The original design of the bridge specified abandonment in place of steel sheet piling installed during construction to stabilize the construction site at piers 2 and 3. This would have protected those piers from scour, but was not done. The foundation of the pier was bearing on erodible soil, consisting of layers of gravel, sand and silt, inter-bedded with folded and tilted till. This allowed high velocity flood waters to penetrate the bearing stratum. The area left around the footing was not filled with riprap stone, but instead was back-filled with erodible soil and topped off with dry riprap. Riprap protection, inspection, and maintenance were determined to have been inadequate.

The investigations showed that the scouring process under the piers began shortly after the bridge was built. At the time of the collapse, the upstream end of pier 3 fell into a scour hole approximately 3 m deep. Investigators estimated that about 7.5 to 9 m of the pier was undermined.

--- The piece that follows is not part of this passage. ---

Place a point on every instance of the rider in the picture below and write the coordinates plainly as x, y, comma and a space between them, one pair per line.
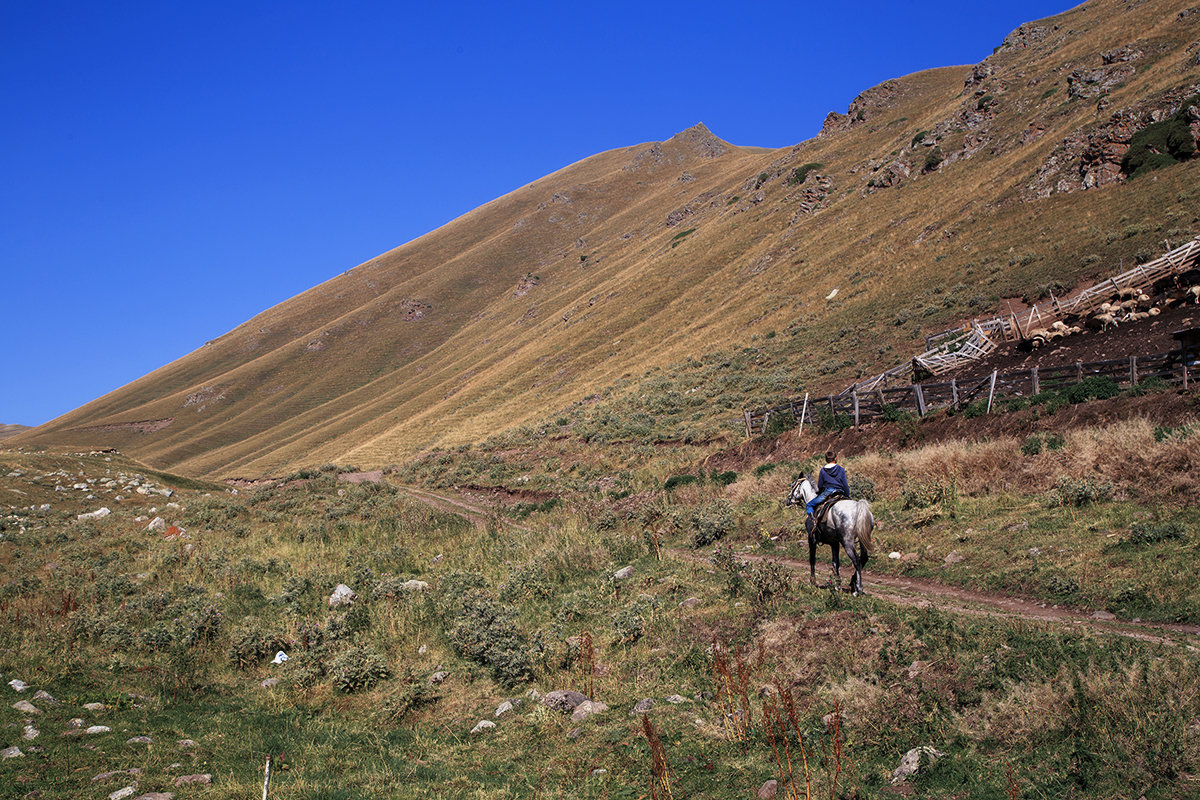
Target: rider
831, 479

Another factor that contributed to the failure was the weight of the riprap used in the construction. The design specification called for riprap with 50 percent of the stones heavier than 1.3 kN, and the remainder between 0.44 and 1.3 kN. Investigators found that heavier riprap weights of 4.4 to 6.7 kN should have been specified.

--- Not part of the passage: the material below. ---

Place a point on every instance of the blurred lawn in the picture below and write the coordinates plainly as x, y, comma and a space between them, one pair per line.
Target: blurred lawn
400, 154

Other considerations as to the cause of the collapse included design of the superstructure, quality of materials and construction, and inspection and maintenance. Investigations found that these factors did not contribute to the collapse.

Twelve hours before the Schoharie Creek Bridge collapsed due to heavy rainfall, the rush of water through the Blenheim-Gilboa Pumped Storage Power Project 40 mi upstream hit a historic high. To cope with the overload, the dam released water into the Schoharie Creek according to the rate at which it was entering the reservoir from upstream, adding to the load in the creek.